※本記事は、株式会社POPER の有価証券報告書(第11期、自 2024年11月1日 至 2025年10月31日、2026年1月26日 提出)の公開情報に基づき作成しています。会計基準は Japan GAAP です。
1. POPERってどんな会社?
学習塾などの教育事業者向けに、業務効率化やコミュニケーション支援を行うSaaSプロダクトを開発・提供する企業です。
■(1) 会社概要
同社は2015年に設立され、同年12月に学習塾向けプラットフォーム「Comiru」をリリースしました。その後、オンライン授業支援や人事労務管理機能を拡充し、2022年に東京証券取引所グロース市場へ上場を果たしています。2024年には株式会社ティエラコムより学習塾経営支援システム「BIT CAMPUS」事業を承継し、事業基盤を拡大しています。
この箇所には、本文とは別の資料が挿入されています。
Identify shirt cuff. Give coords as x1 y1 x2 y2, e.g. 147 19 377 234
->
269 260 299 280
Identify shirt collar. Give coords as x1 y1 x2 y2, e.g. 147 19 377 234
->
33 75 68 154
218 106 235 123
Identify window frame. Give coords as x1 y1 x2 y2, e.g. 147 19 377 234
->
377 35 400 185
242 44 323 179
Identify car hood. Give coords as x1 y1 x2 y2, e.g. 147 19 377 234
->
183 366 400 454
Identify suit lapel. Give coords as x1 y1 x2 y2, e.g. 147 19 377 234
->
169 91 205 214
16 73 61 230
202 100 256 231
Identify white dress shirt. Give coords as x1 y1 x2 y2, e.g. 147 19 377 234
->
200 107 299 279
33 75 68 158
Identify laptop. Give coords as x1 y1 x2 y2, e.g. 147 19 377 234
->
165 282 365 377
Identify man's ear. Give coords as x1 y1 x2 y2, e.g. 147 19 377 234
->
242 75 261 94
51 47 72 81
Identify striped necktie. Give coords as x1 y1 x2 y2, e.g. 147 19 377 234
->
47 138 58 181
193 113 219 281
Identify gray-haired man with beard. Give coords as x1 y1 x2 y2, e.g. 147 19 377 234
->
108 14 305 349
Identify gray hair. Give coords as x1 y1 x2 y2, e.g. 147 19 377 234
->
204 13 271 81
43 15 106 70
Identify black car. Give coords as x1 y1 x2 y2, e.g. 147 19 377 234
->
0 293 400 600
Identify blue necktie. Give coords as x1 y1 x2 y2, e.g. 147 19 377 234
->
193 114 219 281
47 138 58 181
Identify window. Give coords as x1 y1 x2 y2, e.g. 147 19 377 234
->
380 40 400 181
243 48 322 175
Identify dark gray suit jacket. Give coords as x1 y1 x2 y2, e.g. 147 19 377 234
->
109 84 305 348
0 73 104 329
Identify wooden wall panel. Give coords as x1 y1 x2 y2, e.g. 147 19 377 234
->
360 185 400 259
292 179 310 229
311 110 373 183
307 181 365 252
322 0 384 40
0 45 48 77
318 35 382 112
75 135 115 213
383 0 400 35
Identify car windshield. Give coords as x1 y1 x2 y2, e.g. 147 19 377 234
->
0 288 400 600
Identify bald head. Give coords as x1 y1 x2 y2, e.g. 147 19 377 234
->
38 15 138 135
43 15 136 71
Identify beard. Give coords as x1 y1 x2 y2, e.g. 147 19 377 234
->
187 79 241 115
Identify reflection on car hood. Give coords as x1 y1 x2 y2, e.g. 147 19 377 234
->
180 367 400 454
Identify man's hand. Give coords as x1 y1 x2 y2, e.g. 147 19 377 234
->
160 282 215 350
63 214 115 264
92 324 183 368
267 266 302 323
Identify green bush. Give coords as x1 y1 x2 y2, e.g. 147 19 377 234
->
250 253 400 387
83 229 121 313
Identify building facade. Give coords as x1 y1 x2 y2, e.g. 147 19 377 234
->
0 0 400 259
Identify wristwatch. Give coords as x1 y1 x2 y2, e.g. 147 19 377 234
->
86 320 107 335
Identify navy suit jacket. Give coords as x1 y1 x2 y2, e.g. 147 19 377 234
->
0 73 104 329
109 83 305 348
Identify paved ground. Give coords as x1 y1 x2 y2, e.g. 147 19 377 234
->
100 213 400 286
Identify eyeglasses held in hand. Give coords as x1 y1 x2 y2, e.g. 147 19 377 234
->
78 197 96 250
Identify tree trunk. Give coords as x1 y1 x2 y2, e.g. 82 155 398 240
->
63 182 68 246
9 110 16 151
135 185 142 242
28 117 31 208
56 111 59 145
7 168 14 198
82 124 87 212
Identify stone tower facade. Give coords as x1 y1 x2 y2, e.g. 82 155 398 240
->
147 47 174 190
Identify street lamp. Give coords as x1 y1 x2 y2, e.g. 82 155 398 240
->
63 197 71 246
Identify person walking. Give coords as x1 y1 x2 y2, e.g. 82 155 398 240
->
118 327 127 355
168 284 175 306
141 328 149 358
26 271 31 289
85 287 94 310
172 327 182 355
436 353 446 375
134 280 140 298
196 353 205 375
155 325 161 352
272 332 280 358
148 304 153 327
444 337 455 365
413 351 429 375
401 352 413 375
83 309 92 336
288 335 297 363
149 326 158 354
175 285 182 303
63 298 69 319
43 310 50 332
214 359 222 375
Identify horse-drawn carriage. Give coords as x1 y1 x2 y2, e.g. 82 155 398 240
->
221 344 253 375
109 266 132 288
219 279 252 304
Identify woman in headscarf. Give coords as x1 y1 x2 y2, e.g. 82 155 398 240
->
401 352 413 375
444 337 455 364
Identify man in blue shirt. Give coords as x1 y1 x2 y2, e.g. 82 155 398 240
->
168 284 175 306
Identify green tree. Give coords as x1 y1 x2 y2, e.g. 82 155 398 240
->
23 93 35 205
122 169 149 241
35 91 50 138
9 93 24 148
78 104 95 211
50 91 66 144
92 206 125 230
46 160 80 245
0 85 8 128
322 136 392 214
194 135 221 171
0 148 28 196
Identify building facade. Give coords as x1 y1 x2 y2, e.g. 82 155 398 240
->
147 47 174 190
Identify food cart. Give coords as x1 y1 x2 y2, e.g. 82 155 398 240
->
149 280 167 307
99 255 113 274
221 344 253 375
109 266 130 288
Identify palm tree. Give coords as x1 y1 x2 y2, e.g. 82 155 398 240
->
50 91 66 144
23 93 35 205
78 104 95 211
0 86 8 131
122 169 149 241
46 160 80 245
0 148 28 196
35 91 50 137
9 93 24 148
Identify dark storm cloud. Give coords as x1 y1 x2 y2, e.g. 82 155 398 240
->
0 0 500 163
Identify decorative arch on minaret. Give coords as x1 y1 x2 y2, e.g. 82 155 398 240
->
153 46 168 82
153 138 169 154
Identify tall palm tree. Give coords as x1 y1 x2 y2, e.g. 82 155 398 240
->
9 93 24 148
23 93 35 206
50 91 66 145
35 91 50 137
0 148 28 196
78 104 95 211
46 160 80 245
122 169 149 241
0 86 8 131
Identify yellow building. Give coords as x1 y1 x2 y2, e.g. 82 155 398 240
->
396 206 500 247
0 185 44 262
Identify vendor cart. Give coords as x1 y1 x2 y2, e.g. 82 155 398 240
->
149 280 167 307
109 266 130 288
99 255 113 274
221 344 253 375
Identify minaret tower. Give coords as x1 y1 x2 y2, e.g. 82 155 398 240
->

2025年10月31日現在、同社(単体)の従業員数は85名です。大株主の構成に関しては、筆頭株主は創業者であり代表取締役の栗原慎吾氏で、第2位は教育事業を展開し同社と取引関係もある学校法人駿河台学園となっています。第3位には投資事業有限責任組合が名を連ねています。
| 氏名 | 持株比率 |
|---|---|
| 栗原 慎吾 | 29.45% |
| 学校法人駿河台学園 | 14.31% |
| 光通信KK投資事業有限責任組合 | 6.48% |
■(2) 経営陣
同社の役員は男性7名、女性1名、計8名で構成され、女性役員比率は12.5%です。代表取締役は栗原慎吾氏が務めています。なお、社外取締役の比率は25.0%です。
| 氏名 | 役職 | 主な経歴 |
|---|---|---|
| 栗原 慎吾 | 代表取締役 | 住友スリーエム(現スリーエムジャパン)、ソウルドアウト、ST進学教室を経て、2015年1月に同社を設立し代表取締役に就任。2015年より現職。 |
| 林 圭介 | 取締役COO | DesignUnit-a、ガクー、ウィルゲートを経て、2018年に同社へ入社。2018年9月に取締役COOに就任。2018年より現職。 |
| 繆 仁軍 | 取締役CTO | 夢テクノロジー、Wano、東木商事代表取締役などを経て、2017年に同社へ入社。2017年7月に取締役CTOに就任。2017年より現職。 |
| 姚 志鵬 | 取締役CFO | 大和証券SMBC(現大和証券)、A.T.カーニー、Welby執行役員を経て、2020年に同社へ入社。2021年2月に取締役CFOに就任。2021年より現職。 |
社外取締役は、和田圭史(ブレイクスルーパートナーマネジメント代表取締役)です。
2. 事業内容
同社グループは、「教育事業者等向けSaaS型業務管理プラットフォーム事業」を展開しています。
■(1) 教育事業者等向けSaaS型業務管理プラットフォーム事業
同社は、学習塾を中心とする教育事業者向けに、バックオフィス業務の効率化や保護者とのコミュニケーションを支援するSaaS型サービスを提供しています。主力サービス「Comiru」に加え、オンライン授業支援「ComiruAir」、講師労務管理「ComiruHR」、請求・決済管理「ComiruPay」、学習塾経営支援「BIT CAMPUS」などをラインナップし、教育現場のDXを推進しています。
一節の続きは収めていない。